04:02:28 <samP> #startmeeting masakari
04:02:29 <openstack> Meeting started Tue Jan 24 04:02:28 2017 UTC and is due to finish in 60 minutes.  The chair is samP. Information about MeetBot at http://wiki.debian.org/MeetBot.
04:02:30 <openstack> Useful Commands: #action #agreed #help #info #idea #link #topic #startvote.
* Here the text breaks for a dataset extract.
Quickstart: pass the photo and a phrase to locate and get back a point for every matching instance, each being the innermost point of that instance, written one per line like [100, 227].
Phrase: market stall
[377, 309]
04:02:32 <openstack> The meeting name has been set to 'masakari'
04:02:39 <samP> Hi all
04:02:43 <takashi> samP: hi
04:02:49 <abhishekk> o/
04:03:02 <rkmrHonjo> hi
04:03:13 <samP> since we do not have critical bugs, let jump in to discuttion
04:03:35 <rkmrHonjo> ok.
04:03:49 <tpatil> In the last meeting we discuss about signal handler issue
04:03:58 <samP> tpatil: yes,
04:04:13 <tpatil> signal issue is fixed in patch https://review.openstack.org/#/c/421767/
04:04:38 <tpatil> Just saw you have approved that patch
04:04:46 <samP> tpatil: LGTM
04:05:07 <rkmrHonjo> tpatil: thanks.
04:05:13 <samP> rkmrHonjo: if its ok, then +1 the workflow
04:05:15 <abhishekk> needs to set w+ on that patch
04:05:46 <rkmrHonjo> samP, abhishekk:sure.
04:06:35 <samP> is does not effect to other patches, so, no need to rebase them, right?
04:07:03 <tpatil> rkmrHonjo: We will submit a separate patch to exit child process gracefully
04:07:33 <rkmrHonjo> tpatil:Is the patch use ServiceLauncher?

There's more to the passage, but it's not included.